Did a ghost try to communicate with me about her death?
Okay It First started out when I moved to an apartment were I use to live when I was a little girl. We moved in into our uncle’s house and the second week we had stayed there I had a nightmare.
I had a dream about this little girl who got stabbed more than 5 times in the chest. At first I felt like I knew this girl for more than my life. She had shown me her death and who had killed her. My mother thought it was because I read too much ghost stories, but I knew it wasn’t that reason I had that nightmare. I started crying and crying a lot feeling like she wanted me to feel her pain and that she wanted revenge. But why revenge on me? What did I do to HER?
Later on a few weeks pasted by and I kept picturing her body being stabbed more than 5 times.
My mother called a family member (Who is almost just like a priest) and had planned on a Friday night to come and check out the house and to see if something is wrong with me.
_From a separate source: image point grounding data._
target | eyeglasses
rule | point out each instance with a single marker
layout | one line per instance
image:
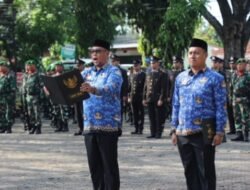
(97, 51)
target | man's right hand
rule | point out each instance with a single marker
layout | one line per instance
(174, 139)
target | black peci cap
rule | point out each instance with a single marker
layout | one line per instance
(177, 59)
(102, 43)
(136, 62)
(198, 43)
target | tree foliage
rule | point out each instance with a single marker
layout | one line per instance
(179, 24)
(206, 31)
(146, 16)
(234, 31)
(41, 23)
(94, 20)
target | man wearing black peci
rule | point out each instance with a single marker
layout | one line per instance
(137, 80)
(155, 97)
(79, 106)
(199, 103)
On that Friday night he came and he told everyone to step in the room and take of our shoes and then to pray. We did as we were told and he said, “Please, everyone leave except the mother and daughter.”
Everyone had left the room except my mother and me. He started to ask me questions like, “How did this girl look like? Did you recognized her face from anywhere? Did you see a horror movie before you went to sleep?”
When he asked me about the girl, I broke in tears. I felt bad for telling him about her death and about HER.
A few weeks passed and I never had gotten a nightmare until one night before I went to sleep. I was laying down on my bed with the covers over me and I was staring up at the ceiling. It was around 3:18 A.M. Then I heard a girl screamed a very low scream and I jumped. I had goosebumps all over my arms. I got very scared and burst into tears at that moment.
I felt that she had been upset I told the priest, (Or I think he’s one, he’s my uncle.) about HER and her death. Later on that night I heard someone crying. I felt like it was my fault she had died. But I DIDN’T killed her or harmed her.
Believe in what you believe I’m not trying to boss you around telling you to believe me, no. Once again believe in what YOU believe okay?
I’m scared to death that I might be in danger.